Hello ceph-users.
Short description: during snapshot removal osd usilisation goes
up to 100%, which leads to slow requests and VM failures due to
IOPS stall.
We're using Openstack Cinder with CEPH cluster as a volume
backend. CEPH version is 10.2.6.
We also using cinder-backup to create backups of those
volumes in CEPH, which uses snapshot and layering features I
guess.
Cluster consists of 5 OSD nodes with mixed SSD/HDD storage,
separate SSD for HDD journals, separate 10Gb/s public and
private networks, 3 MON nodes. We also have a single "backup"
node which is responsible for "backups" pool, handled by CRUSH
map rules.
While creating backup everything looks good. Backup node is
overwhelmed with load, but that's to be expected. Problem
begins when we start deleting old backups.
While old backup is deleted, utilization of main nodes OSDs
skyrockets up to 100%. This leads to slow requests in main
storage pools, which, given enough time, can lead to a process
hang, or at least SCSI reset attempts, and in worst cases - VM
hangs.
I'm looking for a solution to avoid this issue.
So far I understand that I don't know how CEPH snapshot
mechanics work at all, because I can't figure why deleting a
backup leads to requests not to backup OSDs, where backup data
is really stored, but rather to main OSDs, where original
objects reside. Is there any good doc on this?

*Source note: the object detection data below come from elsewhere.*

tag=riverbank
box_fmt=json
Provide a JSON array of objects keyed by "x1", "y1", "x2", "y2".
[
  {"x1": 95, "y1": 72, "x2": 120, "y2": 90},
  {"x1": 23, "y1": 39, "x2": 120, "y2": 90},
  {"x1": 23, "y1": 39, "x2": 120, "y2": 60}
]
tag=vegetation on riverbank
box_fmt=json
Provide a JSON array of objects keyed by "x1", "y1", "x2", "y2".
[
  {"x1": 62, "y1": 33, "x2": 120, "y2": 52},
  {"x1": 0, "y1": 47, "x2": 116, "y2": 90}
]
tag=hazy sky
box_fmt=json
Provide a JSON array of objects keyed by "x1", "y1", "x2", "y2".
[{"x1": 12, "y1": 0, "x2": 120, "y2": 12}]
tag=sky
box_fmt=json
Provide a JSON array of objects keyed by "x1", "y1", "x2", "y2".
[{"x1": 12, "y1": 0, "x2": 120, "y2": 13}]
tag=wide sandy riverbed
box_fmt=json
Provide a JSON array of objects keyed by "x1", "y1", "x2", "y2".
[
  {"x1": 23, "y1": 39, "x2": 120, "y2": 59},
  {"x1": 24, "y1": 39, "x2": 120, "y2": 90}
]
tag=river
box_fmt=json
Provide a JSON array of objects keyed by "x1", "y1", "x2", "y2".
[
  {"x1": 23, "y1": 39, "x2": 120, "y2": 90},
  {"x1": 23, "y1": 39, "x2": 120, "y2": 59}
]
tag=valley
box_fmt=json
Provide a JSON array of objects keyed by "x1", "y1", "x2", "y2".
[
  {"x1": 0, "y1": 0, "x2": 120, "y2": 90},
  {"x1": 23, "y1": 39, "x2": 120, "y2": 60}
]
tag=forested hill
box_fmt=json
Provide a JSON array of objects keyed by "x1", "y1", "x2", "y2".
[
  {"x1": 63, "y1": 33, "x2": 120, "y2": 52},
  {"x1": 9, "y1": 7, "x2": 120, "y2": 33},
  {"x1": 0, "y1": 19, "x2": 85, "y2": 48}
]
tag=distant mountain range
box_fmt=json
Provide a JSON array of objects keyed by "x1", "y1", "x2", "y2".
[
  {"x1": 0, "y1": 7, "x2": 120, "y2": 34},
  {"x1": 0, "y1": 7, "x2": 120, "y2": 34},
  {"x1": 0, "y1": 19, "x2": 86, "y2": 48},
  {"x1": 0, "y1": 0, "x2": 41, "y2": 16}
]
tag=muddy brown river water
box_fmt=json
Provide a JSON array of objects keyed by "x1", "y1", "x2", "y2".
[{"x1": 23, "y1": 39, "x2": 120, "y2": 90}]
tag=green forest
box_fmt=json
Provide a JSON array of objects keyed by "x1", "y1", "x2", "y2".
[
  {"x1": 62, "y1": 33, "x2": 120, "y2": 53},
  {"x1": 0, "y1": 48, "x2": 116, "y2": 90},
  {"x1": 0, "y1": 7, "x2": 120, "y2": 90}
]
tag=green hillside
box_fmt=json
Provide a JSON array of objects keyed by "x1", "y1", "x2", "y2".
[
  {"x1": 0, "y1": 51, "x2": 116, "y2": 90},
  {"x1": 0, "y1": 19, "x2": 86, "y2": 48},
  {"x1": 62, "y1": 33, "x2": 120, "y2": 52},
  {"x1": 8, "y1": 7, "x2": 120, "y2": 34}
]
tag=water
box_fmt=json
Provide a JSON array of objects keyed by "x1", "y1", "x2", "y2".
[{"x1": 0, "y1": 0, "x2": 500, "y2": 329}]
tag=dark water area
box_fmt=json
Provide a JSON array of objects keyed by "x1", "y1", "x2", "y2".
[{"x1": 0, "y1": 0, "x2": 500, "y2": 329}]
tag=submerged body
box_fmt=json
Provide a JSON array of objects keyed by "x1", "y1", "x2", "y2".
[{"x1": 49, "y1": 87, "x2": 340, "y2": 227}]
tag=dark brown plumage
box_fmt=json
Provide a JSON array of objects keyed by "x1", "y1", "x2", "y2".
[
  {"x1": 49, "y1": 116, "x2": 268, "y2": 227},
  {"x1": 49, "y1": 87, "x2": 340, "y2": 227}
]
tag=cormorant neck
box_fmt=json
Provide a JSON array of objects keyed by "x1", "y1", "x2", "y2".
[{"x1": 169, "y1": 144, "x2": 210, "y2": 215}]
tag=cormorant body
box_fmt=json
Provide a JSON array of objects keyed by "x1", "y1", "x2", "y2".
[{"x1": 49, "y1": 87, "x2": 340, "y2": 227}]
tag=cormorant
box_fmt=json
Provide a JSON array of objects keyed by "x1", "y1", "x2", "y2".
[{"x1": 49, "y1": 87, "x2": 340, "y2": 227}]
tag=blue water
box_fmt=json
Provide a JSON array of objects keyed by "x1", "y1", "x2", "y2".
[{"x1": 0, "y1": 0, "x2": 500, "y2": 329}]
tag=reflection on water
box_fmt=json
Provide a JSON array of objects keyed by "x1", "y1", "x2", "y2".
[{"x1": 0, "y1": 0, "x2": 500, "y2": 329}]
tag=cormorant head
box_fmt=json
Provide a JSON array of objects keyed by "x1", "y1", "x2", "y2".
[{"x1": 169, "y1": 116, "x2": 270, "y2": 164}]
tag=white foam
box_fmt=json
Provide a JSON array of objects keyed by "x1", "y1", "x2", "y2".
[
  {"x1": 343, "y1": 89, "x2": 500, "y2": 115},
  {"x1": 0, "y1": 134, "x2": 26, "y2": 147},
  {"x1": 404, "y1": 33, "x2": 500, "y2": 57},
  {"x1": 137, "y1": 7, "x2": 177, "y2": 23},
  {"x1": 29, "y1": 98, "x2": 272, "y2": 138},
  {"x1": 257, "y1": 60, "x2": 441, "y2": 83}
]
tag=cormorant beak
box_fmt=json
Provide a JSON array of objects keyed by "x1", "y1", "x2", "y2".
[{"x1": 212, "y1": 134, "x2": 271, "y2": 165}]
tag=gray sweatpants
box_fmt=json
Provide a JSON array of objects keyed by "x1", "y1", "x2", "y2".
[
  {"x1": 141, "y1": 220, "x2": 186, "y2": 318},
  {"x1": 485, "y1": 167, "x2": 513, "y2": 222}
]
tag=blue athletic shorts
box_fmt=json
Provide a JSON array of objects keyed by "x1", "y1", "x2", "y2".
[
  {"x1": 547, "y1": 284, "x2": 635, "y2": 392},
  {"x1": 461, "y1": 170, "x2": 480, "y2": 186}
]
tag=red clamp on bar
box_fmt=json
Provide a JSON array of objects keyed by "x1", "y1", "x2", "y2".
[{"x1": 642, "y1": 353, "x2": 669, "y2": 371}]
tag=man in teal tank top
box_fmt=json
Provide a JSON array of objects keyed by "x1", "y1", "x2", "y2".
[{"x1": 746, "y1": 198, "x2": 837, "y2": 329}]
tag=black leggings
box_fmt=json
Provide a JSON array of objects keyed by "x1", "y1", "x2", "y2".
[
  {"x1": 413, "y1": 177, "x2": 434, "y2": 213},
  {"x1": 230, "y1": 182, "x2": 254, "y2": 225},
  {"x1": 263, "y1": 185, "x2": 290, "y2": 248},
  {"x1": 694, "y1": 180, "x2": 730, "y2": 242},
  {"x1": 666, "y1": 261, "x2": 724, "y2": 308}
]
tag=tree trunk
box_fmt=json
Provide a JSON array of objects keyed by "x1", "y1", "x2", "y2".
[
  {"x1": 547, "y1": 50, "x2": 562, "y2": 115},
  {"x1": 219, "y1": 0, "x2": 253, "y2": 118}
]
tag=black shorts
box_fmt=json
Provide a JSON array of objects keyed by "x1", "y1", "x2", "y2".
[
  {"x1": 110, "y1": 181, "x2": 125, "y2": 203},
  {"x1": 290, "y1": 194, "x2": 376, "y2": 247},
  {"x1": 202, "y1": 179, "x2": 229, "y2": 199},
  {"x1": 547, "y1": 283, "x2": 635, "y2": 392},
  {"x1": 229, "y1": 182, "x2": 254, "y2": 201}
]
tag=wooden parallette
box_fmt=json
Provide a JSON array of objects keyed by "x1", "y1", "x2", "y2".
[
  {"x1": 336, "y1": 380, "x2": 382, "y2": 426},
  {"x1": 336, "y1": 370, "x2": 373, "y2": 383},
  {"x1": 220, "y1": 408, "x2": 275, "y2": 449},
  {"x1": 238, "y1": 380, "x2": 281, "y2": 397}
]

Googling shows that I'm not the first one to encounter this
issue, but I cound't find any exact solution anywhere. Here's
a short list of ideas:
- use osd snap trim priority = 1. This is reported as not
as helpfull, as this is already lower than client IO priority
= 63;
- disabling fast-diff and object map features seem to
help, but I'm not sure what are the tradeoffs for this
scenario.